Cross-region replication for Vaults
Cross-region replication enables automatic and asynchronous copying of encryption keys between Vaults across OCI regions for reduced latency and increased compliance, security and disaster recovery.
Company
Oracle Corporation
Role
Product Designer
Year
2022 - 2023
What is cross-region replication and why are we offering it?
Oracle Cloud Infrastructure (OCI) Vault is a fully managed key and secret management service that lets organizations control keys and secrets that protect their data. Before this feature was launched, Vault used to be a region-specific service and all it's underlying resources were stored in the same OCI region where the vault is created.
With replication feature for Vault, organizations now have the flexibility to replicate their keys to any OCI geographic region within a realm. CRR is a breakthrough feature as none of our direct competitors provide replication as a user controlled feature within their console UI.

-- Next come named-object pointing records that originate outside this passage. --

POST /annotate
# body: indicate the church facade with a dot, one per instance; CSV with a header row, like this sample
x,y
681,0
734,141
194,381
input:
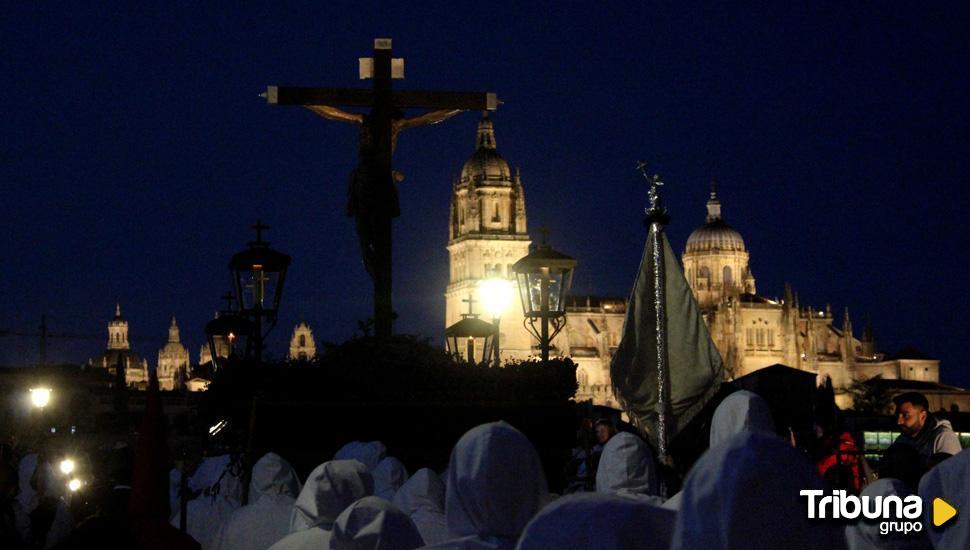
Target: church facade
x,y
118,353
487,234
173,361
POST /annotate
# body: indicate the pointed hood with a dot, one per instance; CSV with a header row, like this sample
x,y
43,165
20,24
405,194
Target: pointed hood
x,y
373,523
422,498
389,475
273,475
370,453
330,487
744,493
495,484
422,491
691,367
742,411
627,468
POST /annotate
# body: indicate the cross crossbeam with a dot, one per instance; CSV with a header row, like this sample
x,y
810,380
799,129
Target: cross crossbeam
x,y
373,199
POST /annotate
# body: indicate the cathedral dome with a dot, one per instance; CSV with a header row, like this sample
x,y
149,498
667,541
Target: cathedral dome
x,y
117,320
715,235
486,166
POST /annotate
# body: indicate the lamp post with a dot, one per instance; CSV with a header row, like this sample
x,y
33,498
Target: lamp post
x,y
496,295
544,278
466,331
235,331
258,276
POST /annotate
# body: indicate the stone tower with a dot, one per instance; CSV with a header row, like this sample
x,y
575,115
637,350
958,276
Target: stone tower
x,y
716,260
118,331
302,345
487,234
173,360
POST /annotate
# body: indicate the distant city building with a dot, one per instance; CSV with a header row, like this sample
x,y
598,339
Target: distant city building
x,y
173,360
118,352
302,345
487,234
222,349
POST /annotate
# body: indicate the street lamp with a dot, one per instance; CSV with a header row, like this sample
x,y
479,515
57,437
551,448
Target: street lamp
x,y
496,295
544,278
40,397
258,276
233,331
465,332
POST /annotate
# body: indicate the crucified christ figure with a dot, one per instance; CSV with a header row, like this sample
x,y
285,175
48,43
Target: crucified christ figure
x,y
372,194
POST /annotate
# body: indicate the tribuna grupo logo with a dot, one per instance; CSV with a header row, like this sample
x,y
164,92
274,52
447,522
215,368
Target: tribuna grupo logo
x,y
895,514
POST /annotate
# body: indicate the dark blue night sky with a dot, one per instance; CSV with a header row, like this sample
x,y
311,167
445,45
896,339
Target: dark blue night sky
x,y
135,152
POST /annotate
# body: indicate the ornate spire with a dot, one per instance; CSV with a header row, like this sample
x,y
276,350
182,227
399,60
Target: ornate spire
x,y
713,204
486,133
173,332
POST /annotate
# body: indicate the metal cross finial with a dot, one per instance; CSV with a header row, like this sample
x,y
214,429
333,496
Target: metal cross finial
x,y
544,231
656,212
259,227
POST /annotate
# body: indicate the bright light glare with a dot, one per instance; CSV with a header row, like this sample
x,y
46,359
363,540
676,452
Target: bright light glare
x,y
40,397
496,296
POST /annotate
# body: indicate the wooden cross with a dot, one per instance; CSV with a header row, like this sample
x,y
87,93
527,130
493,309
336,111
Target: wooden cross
x,y
373,199
471,301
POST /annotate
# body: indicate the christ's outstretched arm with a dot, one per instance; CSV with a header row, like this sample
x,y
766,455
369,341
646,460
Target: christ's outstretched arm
x,y
431,117
334,113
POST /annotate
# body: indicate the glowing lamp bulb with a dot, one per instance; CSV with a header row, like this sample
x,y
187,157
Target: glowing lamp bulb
x,y
40,397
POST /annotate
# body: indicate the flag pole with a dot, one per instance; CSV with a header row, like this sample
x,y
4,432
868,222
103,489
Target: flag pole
x,y
656,219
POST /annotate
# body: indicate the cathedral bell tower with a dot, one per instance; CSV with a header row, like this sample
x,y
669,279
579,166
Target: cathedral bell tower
x,y
118,331
487,234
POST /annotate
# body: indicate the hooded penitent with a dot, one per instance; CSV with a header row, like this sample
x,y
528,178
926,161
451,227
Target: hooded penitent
x,y
627,468
595,521
258,525
330,488
389,476
422,498
864,534
742,411
370,453
744,493
374,523
495,486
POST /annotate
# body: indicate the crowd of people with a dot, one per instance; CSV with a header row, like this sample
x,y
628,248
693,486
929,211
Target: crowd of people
x,y
743,492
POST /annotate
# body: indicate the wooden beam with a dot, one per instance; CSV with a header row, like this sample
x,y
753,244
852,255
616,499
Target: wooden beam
x,y
298,95
479,101
353,97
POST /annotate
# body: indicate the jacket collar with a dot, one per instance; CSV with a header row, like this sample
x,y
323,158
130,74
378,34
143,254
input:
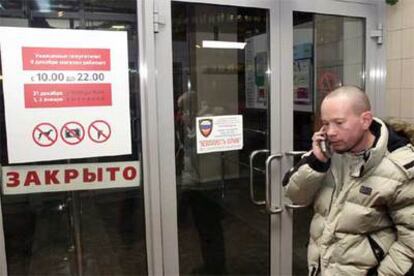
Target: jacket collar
x,y
361,163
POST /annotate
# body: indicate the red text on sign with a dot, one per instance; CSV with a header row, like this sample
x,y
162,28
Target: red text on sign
x,y
68,176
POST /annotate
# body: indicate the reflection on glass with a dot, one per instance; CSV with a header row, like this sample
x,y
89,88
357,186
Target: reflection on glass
x,y
96,232
220,56
329,51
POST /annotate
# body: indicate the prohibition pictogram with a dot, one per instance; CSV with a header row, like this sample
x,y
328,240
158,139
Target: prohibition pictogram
x,y
99,131
72,133
45,134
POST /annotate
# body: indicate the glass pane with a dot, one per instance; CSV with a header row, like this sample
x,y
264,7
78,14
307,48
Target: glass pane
x,y
329,51
94,232
220,230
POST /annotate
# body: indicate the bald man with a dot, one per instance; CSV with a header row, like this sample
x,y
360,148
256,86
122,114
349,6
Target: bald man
x,y
361,188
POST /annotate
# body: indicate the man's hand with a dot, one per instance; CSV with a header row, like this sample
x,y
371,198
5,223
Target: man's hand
x,y
317,138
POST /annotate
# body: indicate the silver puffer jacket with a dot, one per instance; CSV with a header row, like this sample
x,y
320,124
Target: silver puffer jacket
x,y
363,204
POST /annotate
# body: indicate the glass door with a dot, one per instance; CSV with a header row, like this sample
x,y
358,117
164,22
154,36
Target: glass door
x,y
221,90
327,46
224,105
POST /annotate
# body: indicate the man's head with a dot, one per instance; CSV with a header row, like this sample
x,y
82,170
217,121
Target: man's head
x,y
346,116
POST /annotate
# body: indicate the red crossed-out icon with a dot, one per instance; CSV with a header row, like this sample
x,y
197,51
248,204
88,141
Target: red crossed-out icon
x,y
45,134
99,131
72,133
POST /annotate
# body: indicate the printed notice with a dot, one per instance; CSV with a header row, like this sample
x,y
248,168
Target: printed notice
x,y
70,177
66,93
219,133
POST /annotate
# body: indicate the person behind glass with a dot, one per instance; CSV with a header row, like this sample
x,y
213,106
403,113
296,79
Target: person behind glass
x,y
202,198
359,176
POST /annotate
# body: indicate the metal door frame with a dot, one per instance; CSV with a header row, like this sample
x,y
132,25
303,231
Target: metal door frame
x,y
373,13
165,121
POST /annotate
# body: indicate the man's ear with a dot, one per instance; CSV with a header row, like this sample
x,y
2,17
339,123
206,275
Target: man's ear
x,y
366,118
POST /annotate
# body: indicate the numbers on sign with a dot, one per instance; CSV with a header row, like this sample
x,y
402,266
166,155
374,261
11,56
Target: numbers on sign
x,y
91,77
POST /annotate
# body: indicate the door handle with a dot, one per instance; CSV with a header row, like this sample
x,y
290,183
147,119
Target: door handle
x,y
271,209
294,206
251,170
295,153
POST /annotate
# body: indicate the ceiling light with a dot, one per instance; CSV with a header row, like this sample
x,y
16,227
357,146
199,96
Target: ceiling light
x,y
223,44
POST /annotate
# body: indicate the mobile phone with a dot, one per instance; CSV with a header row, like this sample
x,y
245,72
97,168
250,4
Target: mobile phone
x,y
325,148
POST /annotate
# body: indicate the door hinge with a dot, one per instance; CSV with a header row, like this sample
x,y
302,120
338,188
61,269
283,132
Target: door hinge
x,y
158,20
378,34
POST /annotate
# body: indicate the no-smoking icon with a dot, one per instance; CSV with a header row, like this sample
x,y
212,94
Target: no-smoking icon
x,y
99,131
72,133
45,134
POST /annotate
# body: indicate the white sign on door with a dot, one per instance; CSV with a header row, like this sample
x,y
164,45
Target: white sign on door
x,y
219,133
66,93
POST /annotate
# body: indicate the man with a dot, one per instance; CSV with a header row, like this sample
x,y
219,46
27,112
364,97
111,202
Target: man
x,y
362,195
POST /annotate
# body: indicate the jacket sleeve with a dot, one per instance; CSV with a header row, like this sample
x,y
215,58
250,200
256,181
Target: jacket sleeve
x,y
400,256
303,181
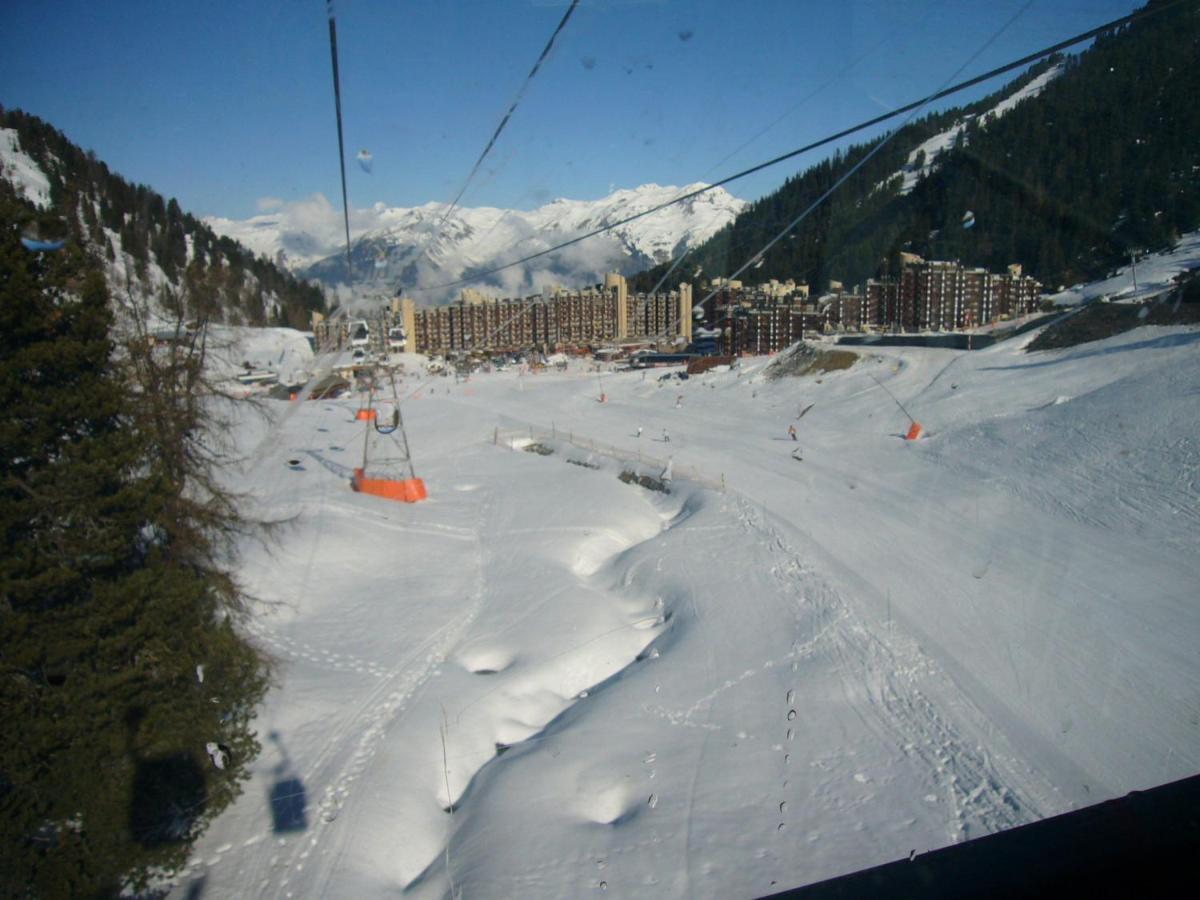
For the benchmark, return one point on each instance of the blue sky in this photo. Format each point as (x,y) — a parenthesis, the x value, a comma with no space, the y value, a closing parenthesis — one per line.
(225,103)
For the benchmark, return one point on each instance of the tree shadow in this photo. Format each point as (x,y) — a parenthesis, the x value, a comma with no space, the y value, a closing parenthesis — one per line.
(287,797)
(168,795)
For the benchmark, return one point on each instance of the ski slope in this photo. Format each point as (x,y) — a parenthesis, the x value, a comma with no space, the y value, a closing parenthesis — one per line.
(546,683)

What user problem are we solving?
Compliance: Our existing region-specific KMS service isn’t enough for our customers to protect their critical workloads that require data redundancy and business continuity across regions to meet compliance needs.
Application Latency: Customer data that are accessed from multiple geographic locations are typically stored and processed close to end users to minimize the latency. Due to the existing limitation of our service, customers cannot store the keys close to the data it protects.
Continuous scaling: Our customers make business decisions based on their cloud capabilities and they need security features that can scale to match these cloud capabilities.
Initial user flow
After my first kick-off meeting with the stakeholders, I initially proposed a user flow where users could start replicating a vault during the creation of the vault itself. This way users can enable replication right from the creation of the vault and can always edit the destination region later on.
Easy, right? WELL, NO.
Chicken or egg dilemma
We had a push back from developers on this approach. For replication to be enabled for the first time, a policy has to be applied to a vault which gives OCI the permission to perform continuous replication on it. If we enable replication in the vault creation flow, the policy enabling API call would fail since the vault is technically not created yet.
Redefining the entire experience
I went back to the drawing board and worked with the stakeholders to redefine the end-to-end experience.
Instead of just focusing on the replication part, I took a more holistic approach by dividing the flow into three parts: what happens before, during and after the replication activity. This helped me cover all the use cases that could occur within this workflow.
Final user flow
Based on the new approach, we created a new user flow. We dissociated the replication feature from the vault creation which means users now create the vault first and then enable the replication feature from within the vault details. This experience is easier to implement, solves our policy API problem, and maintains the simplicity of the creation flow.
Education and entry point
According to the OCI Security team, cross-region replication is one of the most important feature as a part of the security realm. Hence, with the launch of this feature we wanted to try out a different way to promote the feature and get users to try it out.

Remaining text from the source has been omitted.